The more useful criticism Sumantra makes is one that my colleague, Luigi Zingales, has also made. It is that in some firms, the assumption that shareholders are the residual claimant may not hold. To see why, think of a software firm creating some very specialized software. Over time, the employees of the firm know only how to work with that software platform and really have few outside career options. Their knowledge simply does not translate to other platforms. On the other hand, if they leave, the firm will have to recreate all their experience at tremendous cost. Employees and shareholders are mutually dependent, and employees will be paid, not at a wage set in a competitive market, but through a bargaining process where they get a share of the profits. Both employees and shareholders are residual claimants. In this case, maximizing only shareholder wealth need not lead to maximizing the value of the firm - that will happen only if managers maximize both shareholder and employee wealth. In fact, unless employees feel they are protected, they may not want to join the firm and place their human capital at the whims and fancies of some anonymous shareholder.

This is an important criticism. Market economies, however, have found a way out. Think of many of the human capital intensive firms you know - law firms, consulting firms, investment banks, etc. The way they manage the tension between employees and shareholders is by making them one and the same - that is, by incorporating as partnerships or by giving their employees extensive stock holdings. So shareholder value maximization still holds when you are an employee of a consulting firm, though the shareholder is no longer some anonymous stranger, it is you.

More generally, as human capital becomes more important, I am sure we will see many more innovations in corporate organizational form, aimed at reducing the tension between owners of human capital and the owners of physical capital. These innovations will be particularly important in India, where the service economy is so vibrant. While there is much to learn from Western forms of organization, there is no reason why Eastern forms of business, some created by you students, should not emerge.

It is time for me to close. While I have offered some examples of how shareholder value maximization can be a useful guide for managerial behavior, I have also suggested that much depends on how it is practiced. There is a more general point here. The rules suggested by management theory cannot blindly be applied, as one would a cookbook recipe. As we have seen, it is not always clear where shareholder value lies and what decisions benefit it. Often, the situations in which decisions are made are neither easy to analyze nor remotely similar to anything in one's experience. This is why the best management schools - such as IIM Ahmedabad -- teach you not what to think but how to think.

There is, however, a second point. And that is when we reach the limits of analysis, management decisions have to be guided by an inner sense of what is right. This inner sense -- your moral compass or conscience -- cannot really be taught. In the final analysis, it is this that makes the difference between merely a competent manager and a great manager.

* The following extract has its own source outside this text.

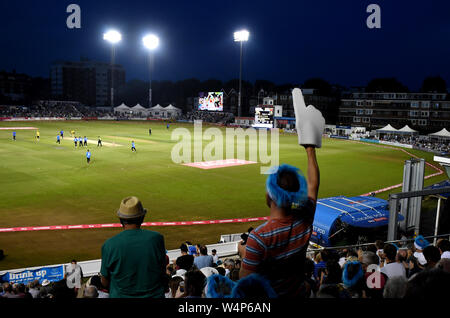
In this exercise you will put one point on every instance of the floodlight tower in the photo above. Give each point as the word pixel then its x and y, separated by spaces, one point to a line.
pixel 113 37
pixel 240 36
pixel 151 42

I am sure all of you have the elements of that inner sense within you, you only have to make sure you nurture it and never allow it to be suppressed simply because you want to get ahead.

In conclusion, you are embarking on a most exciting journey. The world out there is fiercely competitive, but you should have no fear. You have been tempered by one of the most rigorous programs in the world and are now ready to show your mettle. Congratulations to all the graduating students, good luck, and may you fulfill your dreams. Thank you all.


1 "Bad Management Theories are Destroying Good Management Practice", Academy of Management Learning and Education, 2005, vol. 4, no 1, 75-91.